Nell’agosto del 1633 si trova nuovamente ad Araya e pochi mesi dopo a Cartagena delle Indie. Nel 1635 viaggiò a Portorico dove ispezionò e ordinò modificazioni alle fortificazioni della città e della baia. Di tutto ciò informò il Re in una lettera del 19 agosto 1636. Da Portorico si trasferì a Cuba dove con l’incarico di Ingeniero Militar de Indias, "corresse, riparò e aumentò le sue fortezze" sia alL' Avana che a Santiago.  

Gli ultimi dieci anni della sua vita li dedicò alle fortificazioni di Cartagena delle Indie e Portobello. Nel 1645 stava costruendo il bastione di Santa Catalina che assieme a quello di San Lucas, formava il fronte a terra della città fortificata.

Nel dicembre del 1649 cessò di esistere in quella stessa città; con la sua scomparsa si estinse inoltre, il cognome Antonelli in America, tutti oriundi di Gatteo in Italia tranne l’ultimo che era nato a Madrid.

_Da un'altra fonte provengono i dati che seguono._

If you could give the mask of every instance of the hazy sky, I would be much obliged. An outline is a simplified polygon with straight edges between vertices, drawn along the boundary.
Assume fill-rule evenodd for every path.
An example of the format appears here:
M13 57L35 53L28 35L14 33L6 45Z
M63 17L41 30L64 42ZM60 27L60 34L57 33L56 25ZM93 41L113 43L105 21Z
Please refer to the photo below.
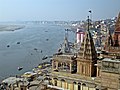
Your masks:
M120 0L0 0L0 21L94 20L120 12Z

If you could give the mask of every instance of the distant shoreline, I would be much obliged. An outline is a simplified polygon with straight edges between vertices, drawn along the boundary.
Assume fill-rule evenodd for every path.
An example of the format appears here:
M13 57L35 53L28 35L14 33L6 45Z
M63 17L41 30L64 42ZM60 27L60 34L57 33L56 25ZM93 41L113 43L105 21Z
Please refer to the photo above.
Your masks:
M19 29L23 29L24 25L0 25L0 32L1 31L15 31Z

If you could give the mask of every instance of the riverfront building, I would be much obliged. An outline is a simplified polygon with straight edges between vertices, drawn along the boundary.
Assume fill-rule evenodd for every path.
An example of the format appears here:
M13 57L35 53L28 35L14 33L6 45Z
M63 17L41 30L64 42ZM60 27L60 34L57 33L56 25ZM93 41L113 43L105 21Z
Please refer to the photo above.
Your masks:
M120 89L120 14L101 51L102 58L97 56L89 28L77 53L70 52L68 40L65 42L64 51L53 56L53 86L64 90Z

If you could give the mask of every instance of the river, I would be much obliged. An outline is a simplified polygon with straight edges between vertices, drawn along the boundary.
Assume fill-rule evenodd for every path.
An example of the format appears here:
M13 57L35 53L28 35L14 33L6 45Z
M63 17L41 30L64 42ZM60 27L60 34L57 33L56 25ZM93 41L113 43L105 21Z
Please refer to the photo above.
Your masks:
M0 80L32 70L43 62L41 60L43 56L54 54L64 40L64 26L53 24L24 24L24 26L20 30L0 32ZM70 32L68 37L73 41L74 36ZM23 70L18 71L17 68L21 66Z

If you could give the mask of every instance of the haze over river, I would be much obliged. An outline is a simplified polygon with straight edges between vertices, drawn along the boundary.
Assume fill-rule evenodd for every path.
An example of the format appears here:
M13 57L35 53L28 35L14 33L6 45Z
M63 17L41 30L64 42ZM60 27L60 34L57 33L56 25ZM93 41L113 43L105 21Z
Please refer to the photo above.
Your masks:
M64 40L63 26L53 24L24 24L24 26L20 30L0 32L0 80L32 70L43 62L41 60L43 56L54 54ZM68 37L74 40L72 32L69 32ZM35 48L37 50L34 50ZM18 67L21 66L23 70L18 71Z

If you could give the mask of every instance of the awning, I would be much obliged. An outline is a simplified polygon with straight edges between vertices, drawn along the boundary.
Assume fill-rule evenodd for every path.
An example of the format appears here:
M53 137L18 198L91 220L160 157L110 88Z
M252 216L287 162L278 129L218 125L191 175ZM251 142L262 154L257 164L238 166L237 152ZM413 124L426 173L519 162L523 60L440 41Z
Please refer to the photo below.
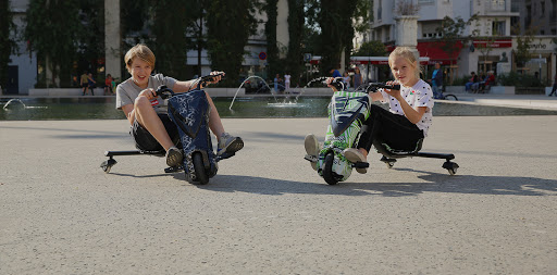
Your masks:
M422 57L429 57L429 64L441 63L443 65L448 65L451 62L456 63L458 54L462 49L462 41L455 42L455 50L453 52L445 51L443 46L445 42L442 41L431 41L431 42L418 42L418 51Z
M319 64L321 57L315 55L311 58L310 63L313 65ZM430 61L428 57L420 58L420 64L426 65ZM388 65L388 57L350 57L350 63L356 65L373 64L373 65Z

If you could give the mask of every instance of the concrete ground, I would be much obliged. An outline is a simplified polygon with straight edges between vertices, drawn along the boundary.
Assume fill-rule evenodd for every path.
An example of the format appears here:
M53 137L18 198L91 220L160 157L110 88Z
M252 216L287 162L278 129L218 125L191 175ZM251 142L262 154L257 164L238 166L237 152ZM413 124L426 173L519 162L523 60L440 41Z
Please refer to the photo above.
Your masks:
M329 186L325 118L224 120L245 139L206 186L125 121L0 122L0 274L555 274L557 116L435 117L423 151Z

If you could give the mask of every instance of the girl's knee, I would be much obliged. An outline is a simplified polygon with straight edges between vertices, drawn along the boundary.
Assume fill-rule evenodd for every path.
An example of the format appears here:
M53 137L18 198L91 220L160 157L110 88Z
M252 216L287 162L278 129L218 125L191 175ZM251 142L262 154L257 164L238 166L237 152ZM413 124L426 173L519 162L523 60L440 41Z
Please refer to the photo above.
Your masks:
M151 102L146 97L137 97L134 102L135 108L151 108Z

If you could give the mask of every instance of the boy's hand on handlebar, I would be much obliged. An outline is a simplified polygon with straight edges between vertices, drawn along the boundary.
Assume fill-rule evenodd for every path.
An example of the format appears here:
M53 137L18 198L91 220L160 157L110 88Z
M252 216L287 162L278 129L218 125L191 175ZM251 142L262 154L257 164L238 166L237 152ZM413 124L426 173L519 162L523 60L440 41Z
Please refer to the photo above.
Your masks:
M210 84L218 84L224 77L224 72L213 71L207 76L201 77L201 89L209 86Z
M327 77L325 83L326 83L326 87L333 89L334 91L336 91L336 87L332 85L332 83L335 80L334 77Z

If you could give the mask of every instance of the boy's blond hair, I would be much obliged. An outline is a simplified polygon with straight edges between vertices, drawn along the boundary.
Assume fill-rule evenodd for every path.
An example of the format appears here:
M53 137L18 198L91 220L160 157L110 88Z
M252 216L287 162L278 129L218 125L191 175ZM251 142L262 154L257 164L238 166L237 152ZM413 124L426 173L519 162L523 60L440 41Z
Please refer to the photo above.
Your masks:
M422 67L418 63L418 60L416 60L416 55L413 55L412 49L409 47L396 47L396 49L391 52L388 55L388 66L393 67L393 62L395 61L395 58L404 58L410 65L413 67L413 72L416 74L416 77L420 78L420 73L422 72ZM396 77L396 76L395 76Z
M124 61L126 62L126 68L128 72L132 71L132 63L134 59L138 58L154 68L154 53L145 43L138 43L126 52Z

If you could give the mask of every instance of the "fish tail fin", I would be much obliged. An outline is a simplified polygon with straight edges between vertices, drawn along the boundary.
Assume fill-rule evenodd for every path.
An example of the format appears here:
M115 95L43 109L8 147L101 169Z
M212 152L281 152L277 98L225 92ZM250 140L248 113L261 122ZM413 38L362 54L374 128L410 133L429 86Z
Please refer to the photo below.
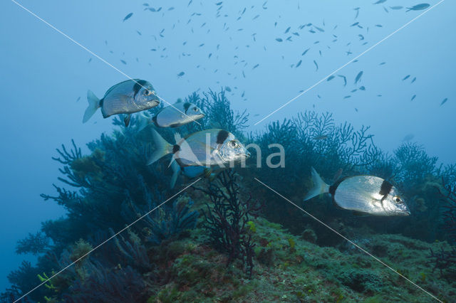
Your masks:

Quarantacinque anni al servizio della Corona spagnola, sempre nella zona dei Caraibi, con speciale dedicazione a Cuba, Cartagena, Portobello e Araya, fanno di Gian Battista Antonelli, la figura che chiude, con un tocco di finezza, le attività di una famiglia che per novanta anni (1559-1649) si dedicò a fortificare i punti nevralgici dei domini spagnoli in America, in Africa e in Spagna. Se Cristoforo Roda Antonelli fu l’uomo di Cartagena, suo cugino Battista Antonelli può essere considerato l'uomo di Araya poiché rimase a capo dei lavori per quasi dieci anni. Peccato che il castello sia stato fatto brillare nel 1762 a opera degli stessi spagnoli quando si considerò inutile il suo costoso mantenimento poiché la produzione del sale con i sistemi artificiali rendeva prescindibile l’obsoleto controllo delle saline naturali.

Gian Battista mantenne la preferenza per le figure irregolari già sperimentate in precedenti interventi da altri dei suoi parenti. Tali preferenze, che cominciarono a manifestarsi con il forte di Mazalquivir (1574) si mantennero sino al castello di Araya e si percepiscono anche nelle opere dove prevalse più l’influenza del disegno antonelliano che la loro presenza fisica. È il caso del Morro di San Juan del Portorico e del Morro di San Pedro de las Rocas di Santiago che, da entrambi i grandi bastioni collocati nel punto più alto della collina, degradano con una sequenza di volumi scaglionati sino al mare.

Non abbiamo un rapporto dettagliato sul controllo che gli Antonelli mantennero sui lavori effettuati a Santiago, Portorico, San Juan de Ulúa e altri. La quantità delle ispezioni e costruzioni li obbligava a continui spostamenti e limitavano la residenza per parecchi anni in uno stesso luogo come fu quella di Cristoforo Roda a Cartagena o quella di Gian Battista “el mozo” ad Araya. Tali limitazioni, tuttavia, non hanno potuto limitare la personalità familiare che in quasi tutte le opere si manifesta come un sigillo ben caratteristico.